Sceptre
W&N
W&N
W&N
Sceptre
A tour de force from the author of Jeffrey Bernard is Unwell and Billy Liar.
No London neighbourhood more resembles the restless downstream tide of the Thames than the ragged square mile of Soho. Ask the people who live there, like Christine Yardley, drag queen by night and grey-suited accountant by day; or Len Gates, self-appointed Soho historian and bore; or Jenny Wise, former starlet and now resident lush in the New Kismet club; or even Ellis Hugo Bell, wannabe film producer who dreams of moving to LA. Daily, nightly, shift by shift, their numbers are swelled by immigrants flocking to work, eat, drink and loiter, from kitchen staff to dress designers, hookers to pushers to punters.
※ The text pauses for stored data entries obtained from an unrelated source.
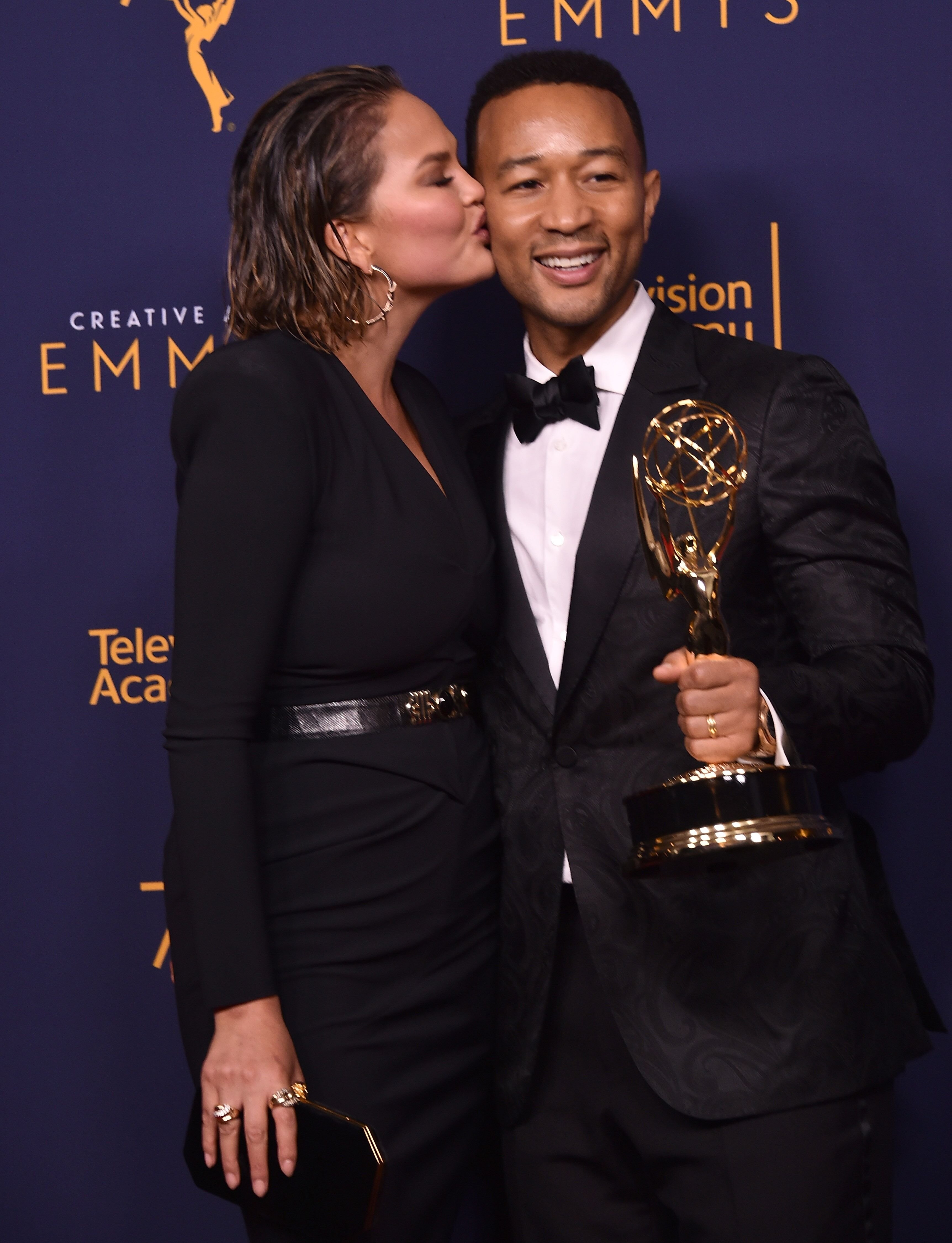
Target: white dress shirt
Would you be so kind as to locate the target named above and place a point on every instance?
(547, 486)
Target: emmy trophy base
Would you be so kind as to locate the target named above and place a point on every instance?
(725, 816)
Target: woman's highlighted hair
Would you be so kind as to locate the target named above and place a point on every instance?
(309, 158)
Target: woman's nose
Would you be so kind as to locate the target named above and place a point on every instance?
(472, 191)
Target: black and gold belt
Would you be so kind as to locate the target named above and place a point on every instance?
(365, 717)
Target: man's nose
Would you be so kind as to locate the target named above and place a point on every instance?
(566, 209)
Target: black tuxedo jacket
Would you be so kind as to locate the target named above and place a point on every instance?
(747, 991)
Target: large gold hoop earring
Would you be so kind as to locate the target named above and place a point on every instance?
(385, 310)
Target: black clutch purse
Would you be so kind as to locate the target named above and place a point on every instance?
(332, 1195)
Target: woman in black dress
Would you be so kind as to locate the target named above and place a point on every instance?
(331, 872)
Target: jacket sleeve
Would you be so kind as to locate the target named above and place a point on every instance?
(247, 499)
(841, 565)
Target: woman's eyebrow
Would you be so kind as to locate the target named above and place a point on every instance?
(435, 158)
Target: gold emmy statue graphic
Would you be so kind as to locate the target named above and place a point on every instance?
(695, 459)
(204, 22)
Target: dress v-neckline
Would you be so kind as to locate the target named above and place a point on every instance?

Down into this human rabbit warren one evening slips Alex Singer, a student from Leeds in pursuit of his errant girlfriend, whose search takes him from club to pub and into contact with a rich cross-section of Soho life. Twenty-four hours, three deaths, one fire and one mugging later, seduced, traduced and befriended, Alex is on his way to the Soho Ball.
In this fast, funny and superbly crafted novel, Keith Waterhouse draws a vibrant portrait of London's liveliest quarter and its eccentric inhabitants.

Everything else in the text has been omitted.